In implementing a remedy in both of these situations, the trial court must weigh various factors; and the boundaries of proper discretion need not be defined here. Principles elaborated over time in decisions of state and federal courts, and in statutes and rules, will serve to give more complete guidance as to the factors that should bear upon the exercise of the judge’s discretion. At this point, how­ever, it suffices to note two considerations that are of relevance.

First, a court may take account of a defendant’s earlier expressed willingness, or unwillingness, to accept responsibility for his or her actions. Second, it is not necessary here to decide as a constitutional rule that a judge is required to prescind (that is to say disregard) any information concerning the crime that was discovered after the plea offer was made. The time continuum makes it difficult to restore the defendant and the prosecution to the precise positions they occupied prior to the rejection of the plea offer, but that baseline can be consulted in finding a remedy that does not require the prosecution to incur the expense of conducting a new trial.

As a remedy, the District Court ordered specific performance of the original plea agreement.

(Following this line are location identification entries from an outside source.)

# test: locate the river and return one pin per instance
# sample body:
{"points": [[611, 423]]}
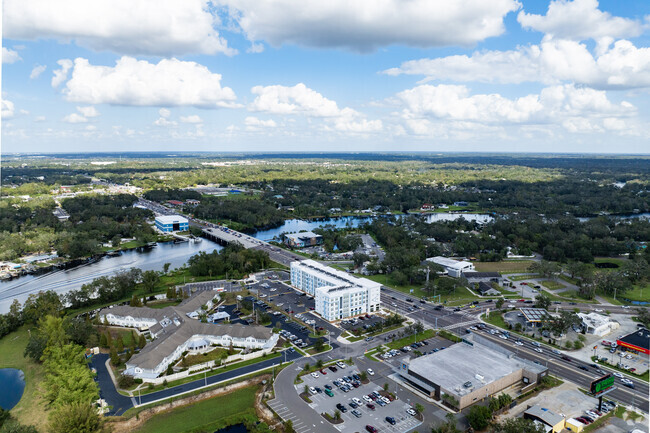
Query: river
{"points": [[177, 254]]}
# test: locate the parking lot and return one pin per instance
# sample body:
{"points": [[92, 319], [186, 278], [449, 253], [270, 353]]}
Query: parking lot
{"points": [[375, 415], [294, 303]]}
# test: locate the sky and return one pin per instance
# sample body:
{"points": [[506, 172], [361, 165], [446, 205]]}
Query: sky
{"points": [[337, 75]]}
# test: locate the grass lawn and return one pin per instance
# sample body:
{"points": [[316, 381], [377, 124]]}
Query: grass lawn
{"points": [[552, 285], [397, 344], [459, 297], [207, 415], [31, 407], [506, 266], [147, 390]]}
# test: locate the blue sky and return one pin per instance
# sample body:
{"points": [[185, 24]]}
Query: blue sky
{"points": [[368, 75]]}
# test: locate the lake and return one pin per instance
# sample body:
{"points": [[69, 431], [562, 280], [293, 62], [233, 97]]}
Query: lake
{"points": [[13, 386], [62, 281]]}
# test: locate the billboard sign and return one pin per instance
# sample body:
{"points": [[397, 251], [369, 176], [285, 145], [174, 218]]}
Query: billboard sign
{"points": [[601, 385]]}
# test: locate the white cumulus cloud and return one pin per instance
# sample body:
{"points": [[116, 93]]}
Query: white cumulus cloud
{"points": [[170, 82], [364, 25], [576, 109], [37, 71], [163, 28], [300, 99], [619, 65], [7, 109], [194, 118], [254, 122], [60, 75], [9, 56], [579, 20], [88, 111], [75, 118]]}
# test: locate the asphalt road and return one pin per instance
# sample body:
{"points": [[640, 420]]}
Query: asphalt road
{"points": [[121, 403]]}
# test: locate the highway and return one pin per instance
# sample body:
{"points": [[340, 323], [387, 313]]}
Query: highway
{"points": [[276, 254], [459, 321]]}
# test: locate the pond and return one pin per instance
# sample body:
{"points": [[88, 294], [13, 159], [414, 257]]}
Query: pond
{"points": [[236, 428], [13, 386], [296, 225]]}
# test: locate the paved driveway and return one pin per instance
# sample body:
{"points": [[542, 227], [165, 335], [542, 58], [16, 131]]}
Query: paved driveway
{"points": [[117, 402]]}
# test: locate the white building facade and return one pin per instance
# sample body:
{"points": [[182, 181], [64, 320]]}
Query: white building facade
{"points": [[454, 268], [337, 294]]}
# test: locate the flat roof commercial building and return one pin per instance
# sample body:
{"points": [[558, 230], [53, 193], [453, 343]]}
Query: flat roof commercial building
{"points": [[467, 372], [338, 295], [172, 223], [638, 341], [303, 239], [454, 268], [549, 419]]}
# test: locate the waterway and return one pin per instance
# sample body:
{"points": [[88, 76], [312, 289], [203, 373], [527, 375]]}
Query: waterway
{"points": [[62, 281], [13, 386], [448, 216], [178, 253]]}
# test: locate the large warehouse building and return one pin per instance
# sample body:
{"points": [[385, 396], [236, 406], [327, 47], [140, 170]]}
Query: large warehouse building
{"points": [[468, 372], [172, 223], [337, 294]]}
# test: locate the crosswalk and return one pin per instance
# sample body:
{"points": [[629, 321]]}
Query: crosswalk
{"points": [[285, 414]]}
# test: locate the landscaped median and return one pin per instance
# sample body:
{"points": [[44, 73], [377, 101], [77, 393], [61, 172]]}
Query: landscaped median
{"points": [[147, 389]]}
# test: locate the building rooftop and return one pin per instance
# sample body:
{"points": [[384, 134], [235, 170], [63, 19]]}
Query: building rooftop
{"points": [[639, 338], [477, 362], [533, 314], [472, 274], [154, 353], [170, 219], [449, 263], [337, 279], [303, 235]]}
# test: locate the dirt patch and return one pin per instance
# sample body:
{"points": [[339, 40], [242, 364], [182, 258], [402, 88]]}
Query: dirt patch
{"points": [[127, 426]]}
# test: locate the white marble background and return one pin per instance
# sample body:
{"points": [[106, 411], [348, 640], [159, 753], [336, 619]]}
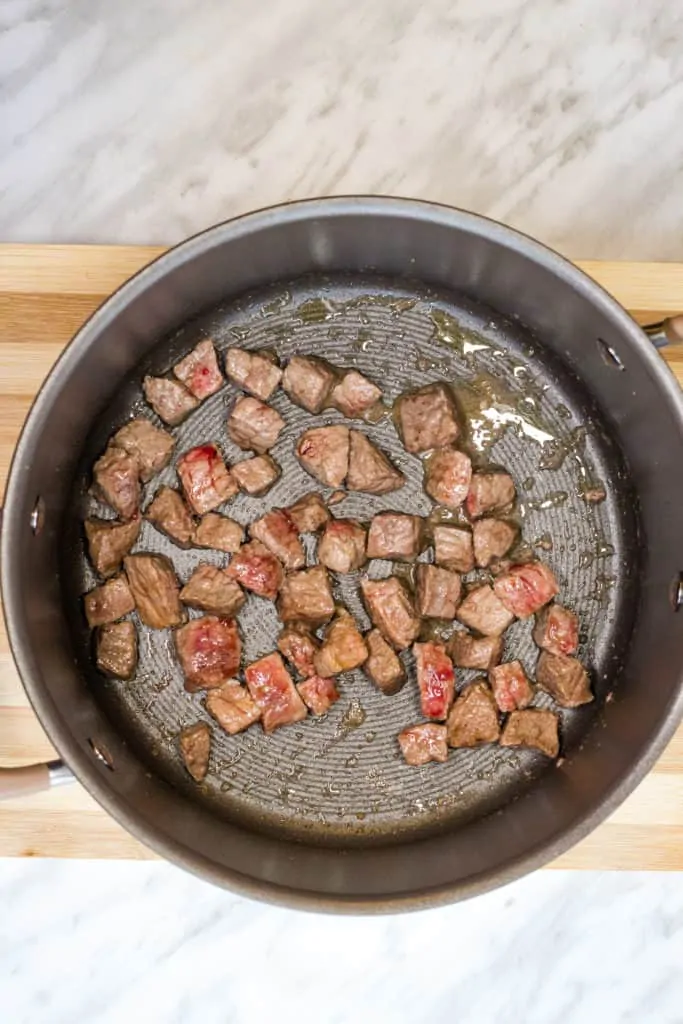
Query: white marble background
{"points": [[147, 120]]}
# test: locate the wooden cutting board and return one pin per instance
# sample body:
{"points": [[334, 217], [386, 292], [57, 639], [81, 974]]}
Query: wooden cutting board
{"points": [[45, 294]]}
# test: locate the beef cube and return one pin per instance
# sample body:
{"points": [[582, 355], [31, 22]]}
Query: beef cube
{"points": [[116, 649], [482, 611], [556, 630], [156, 590], [169, 513], [218, 532], [108, 603], [532, 728], [564, 678], [342, 546], [318, 694], [473, 718], [447, 475], [394, 536], [427, 419], [437, 592], [255, 476], [116, 476], [306, 596], [257, 373], [369, 469], [213, 590], [493, 539], [383, 667], [278, 531], [436, 680], [209, 650], [324, 453], [151, 445], [231, 707], [253, 425], [199, 371], [391, 610], [511, 687], [271, 687], [171, 400], [424, 742], [195, 743], [308, 382], [489, 493], [109, 541], [257, 569], [524, 589]]}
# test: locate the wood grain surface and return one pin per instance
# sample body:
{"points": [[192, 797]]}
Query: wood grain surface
{"points": [[46, 292]]}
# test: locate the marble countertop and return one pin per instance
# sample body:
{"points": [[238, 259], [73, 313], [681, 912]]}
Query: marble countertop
{"points": [[146, 122]]}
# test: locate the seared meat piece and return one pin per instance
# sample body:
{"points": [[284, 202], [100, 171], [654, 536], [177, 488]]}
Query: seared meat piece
{"points": [[318, 694], [424, 742], [391, 610], [271, 687], [324, 453], [205, 478], [383, 667], [306, 597], [342, 546], [369, 469], [257, 569], [213, 590], [532, 728], [169, 513], [556, 630], [257, 373], [231, 707], [436, 680], [116, 649], [151, 445], [564, 678], [438, 592], [447, 475], [209, 650], [493, 539], [199, 371], [489, 493], [111, 601], [253, 425], [482, 611], [473, 718], [427, 419], [256, 476], [278, 531], [156, 590], [343, 647], [524, 589], [171, 400], [394, 536], [116, 476], [218, 532], [308, 382], [195, 742], [511, 687], [109, 541]]}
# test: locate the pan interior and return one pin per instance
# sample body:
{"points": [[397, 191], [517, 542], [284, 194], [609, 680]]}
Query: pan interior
{"points": [[340, 778]]}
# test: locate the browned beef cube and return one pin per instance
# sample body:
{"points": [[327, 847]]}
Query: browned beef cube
{"points": [[116, 649], [209, 650], [473, 718], [564, 678], [391, 610], [532, 728], [156, 590]]}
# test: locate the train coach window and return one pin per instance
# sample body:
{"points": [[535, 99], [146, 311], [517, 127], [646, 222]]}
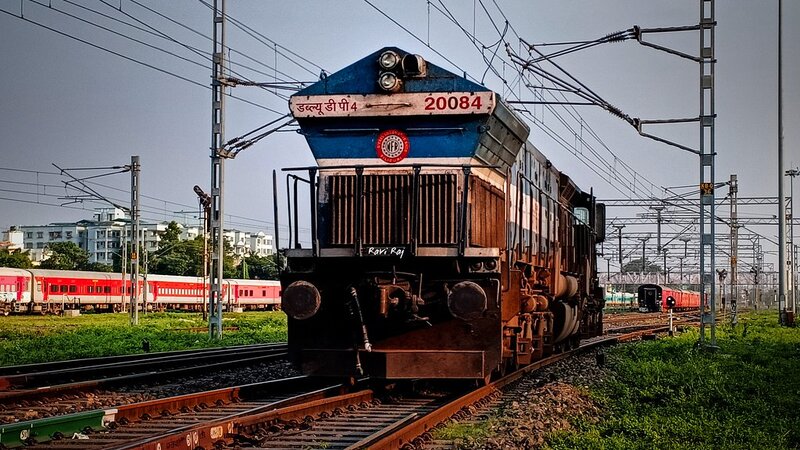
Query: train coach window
{"points": [[581, 216]]}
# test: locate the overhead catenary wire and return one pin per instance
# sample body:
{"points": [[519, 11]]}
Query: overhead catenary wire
{"points": [[130, 58]]}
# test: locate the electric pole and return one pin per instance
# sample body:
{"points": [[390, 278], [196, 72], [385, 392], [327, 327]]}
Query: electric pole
{"points": [[793, 255], [782, 319], [644, 241], [217, 170], [658, 210], [734, 294], [622, 277], [135, 168]]}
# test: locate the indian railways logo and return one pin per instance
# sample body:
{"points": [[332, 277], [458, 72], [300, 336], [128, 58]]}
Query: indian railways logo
{"points": [[392, 146]]}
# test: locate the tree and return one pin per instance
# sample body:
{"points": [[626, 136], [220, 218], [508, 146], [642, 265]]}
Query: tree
{"points": [[66, 256], [15, 258], [259, 268], [635, 266]]}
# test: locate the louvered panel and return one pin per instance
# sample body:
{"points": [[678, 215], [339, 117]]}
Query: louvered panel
{"points": [[386, 209], [487, 215]]}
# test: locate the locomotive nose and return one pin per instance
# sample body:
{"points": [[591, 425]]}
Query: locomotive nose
{"points": [[467, 300], [300, 300]]}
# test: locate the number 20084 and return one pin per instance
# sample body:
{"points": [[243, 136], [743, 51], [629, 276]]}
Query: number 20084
{"points": [[452, 103]]}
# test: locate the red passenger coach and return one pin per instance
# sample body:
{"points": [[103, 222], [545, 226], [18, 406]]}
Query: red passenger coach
{"points": [[256, 294], [66, 289], [41, 291], [654, 297], [15, 290]]}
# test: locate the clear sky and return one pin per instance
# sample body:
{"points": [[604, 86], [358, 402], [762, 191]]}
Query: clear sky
{"points": [[76, 105]]}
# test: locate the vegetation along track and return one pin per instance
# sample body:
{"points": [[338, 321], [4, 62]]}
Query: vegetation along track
{"points": [[133, 425], [249, 417], [359, 418], [162, 375]]}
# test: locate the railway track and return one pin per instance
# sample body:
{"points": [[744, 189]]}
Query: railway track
{"points": [[280, 414], [152, 378], [137, 423], [357, 418]]}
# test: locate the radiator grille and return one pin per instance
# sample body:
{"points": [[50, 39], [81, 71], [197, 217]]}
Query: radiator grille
{"points": [[387, 209]]}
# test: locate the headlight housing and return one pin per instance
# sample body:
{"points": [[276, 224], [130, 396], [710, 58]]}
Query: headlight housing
{"points": [[467, 300], [300, 300]]}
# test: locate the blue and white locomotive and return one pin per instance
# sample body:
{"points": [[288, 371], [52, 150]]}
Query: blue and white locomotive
{"points": [[443, 244]]}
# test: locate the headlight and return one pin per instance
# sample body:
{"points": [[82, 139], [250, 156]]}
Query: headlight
{"points": [[467, 300], [388, 60], [388, 81], [300, 300]]}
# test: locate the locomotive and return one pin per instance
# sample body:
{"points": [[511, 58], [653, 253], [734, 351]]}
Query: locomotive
{"points": [[658, 298], [443, 244], [51, 291]]}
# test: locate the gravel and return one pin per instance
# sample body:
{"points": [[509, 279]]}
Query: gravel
{"points": [[103, 398], [543, 402]]}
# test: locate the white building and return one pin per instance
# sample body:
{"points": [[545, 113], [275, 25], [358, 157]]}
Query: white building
{"points": [[103, 237], [13, 239], [261, 244]]}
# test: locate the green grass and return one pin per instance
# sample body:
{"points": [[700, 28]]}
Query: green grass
{"points": [[669, 394], [31, 339], [465, 433]]}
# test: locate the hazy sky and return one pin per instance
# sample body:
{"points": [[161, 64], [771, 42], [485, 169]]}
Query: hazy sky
{"points": [[75, 105]]}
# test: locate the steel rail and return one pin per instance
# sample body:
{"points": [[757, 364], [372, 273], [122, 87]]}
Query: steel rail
{"points": [[102, 370], [36, 393], [84, 362], [139, 422]]}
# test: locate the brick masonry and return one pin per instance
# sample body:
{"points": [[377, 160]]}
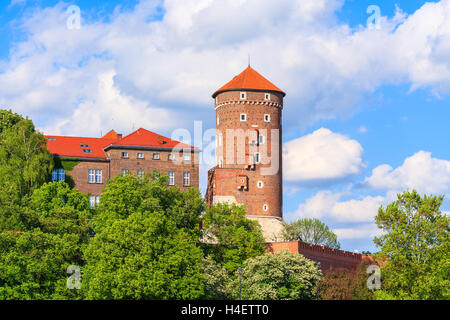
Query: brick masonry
{"points": [[234, 154], [328, 258], [113, 165]]}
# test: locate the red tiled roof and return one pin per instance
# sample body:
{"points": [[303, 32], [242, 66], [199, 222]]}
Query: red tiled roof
{"points": [[249, 79], [81, 147]]}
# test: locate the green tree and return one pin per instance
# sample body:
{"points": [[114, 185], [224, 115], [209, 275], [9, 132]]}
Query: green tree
{"points": [[8, 119], [125, 195], [145, 256], [34, 260], [278, 276], [416, 244], [311, 231], [146, 244], [232, 238], [216, 280], [25, 163]]}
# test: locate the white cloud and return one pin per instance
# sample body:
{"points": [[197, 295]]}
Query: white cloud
{"points": [[321, 155], [110, 109], [359, 232], [420, 172], [323, 65], [330, 205]]}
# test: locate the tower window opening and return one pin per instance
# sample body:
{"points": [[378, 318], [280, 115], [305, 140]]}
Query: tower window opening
{"points": [[256, 157]]}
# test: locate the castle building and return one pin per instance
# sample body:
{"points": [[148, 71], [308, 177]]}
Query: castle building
{"points": [[91, 162], [249, 167]]}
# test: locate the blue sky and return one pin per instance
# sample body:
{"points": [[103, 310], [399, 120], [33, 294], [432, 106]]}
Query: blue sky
{"points": [[371, 107]]}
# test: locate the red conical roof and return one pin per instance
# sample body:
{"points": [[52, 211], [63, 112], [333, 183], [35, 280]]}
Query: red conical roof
{"points": [[249, 79]]}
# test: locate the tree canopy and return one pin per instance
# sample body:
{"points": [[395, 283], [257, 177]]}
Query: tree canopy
{"points": [[415, 247], [146, 244], [231, 237], [277, 276]]}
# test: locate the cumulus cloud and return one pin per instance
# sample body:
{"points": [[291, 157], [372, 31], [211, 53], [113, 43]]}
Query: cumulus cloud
{"points": [[321, 156], [330, 205], [175, 53], [420, 171]]}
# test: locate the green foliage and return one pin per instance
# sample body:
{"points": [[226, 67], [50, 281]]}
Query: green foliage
{"points": [[33, 265], [125, 195], [359, 289], [416, 244], [8, 119], [216, 280], [25, 163], [146, 244], [277, 276], [144, 256], [233, 238], [34, 260], [311, 231]]}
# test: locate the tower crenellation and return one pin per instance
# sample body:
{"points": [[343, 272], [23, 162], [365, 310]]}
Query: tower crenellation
{"points": [[249, 167]]}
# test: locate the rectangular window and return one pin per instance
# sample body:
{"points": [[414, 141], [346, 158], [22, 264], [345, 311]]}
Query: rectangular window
{"points": [[61, 175], [98, 176], [55, 175], [94, 201], [171, 178], [186, 179], [91, 202], [261, 139], [91, 178]]}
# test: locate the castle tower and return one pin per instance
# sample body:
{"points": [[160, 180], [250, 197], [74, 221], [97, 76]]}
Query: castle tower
{"points": [[249, 166]]}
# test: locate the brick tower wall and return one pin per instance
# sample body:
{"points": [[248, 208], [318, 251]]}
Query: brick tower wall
{"points": [[235, 157]]}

The correct remedy in these circumstances, however, is to order the State to reoffer the plea agreement. Presuming respondent accepts the offer, the state trial court can then exercise its discretion in determining whether to vacate the convictions and resentence respondent pursuant to the plea agreement, to vacate only some of the convictions and resentence respondent accordingly, or to leave the convictions and sentence from trial undisturbed. See Mich. Ct. Rule 6.302(C)(3) (2011) (“If there is a plea agreement and its terms provide for the defendant’s plea to be made in ex­ change for a specific sentence disposition or a prosecutorial sentence recommendation, the court may . . . reject the agreement”). Today’s decision leaves open to the trial court how best to exercise that discretion in all the circumstances of the case.

Looking for a concise statement of the larger principle? It might be this (slip op., p. 9): “If a plea bargain has been offered, a defendant has the right to effective assistance of counsel in considering whether to accept it.” On the one hand, that principle is certainly non-controversial, at least under established Wisconsin caselaw. On the other, it is certainly useful to have it expressed openly by the Court, especially if you need to seek 2254 habeas relief.

UPDATE. Right to effective assistance of counsel in plea bargaining process held to have been “squarely established” well before Lafler: Miles v. Martel, 9th Cir No. 10-15633, 9/28/12 (“Counsel’s explanation of a plea offer must be sufficient to permit the defendant to make a reasonably informed decision to accept or reject the offer.”) Thus, counsel’s failure to warn defendant that turning down “plea bargain of six years” would have been (if true) “not only erroneous but egregious,” where rejection left him exposed to life sentence.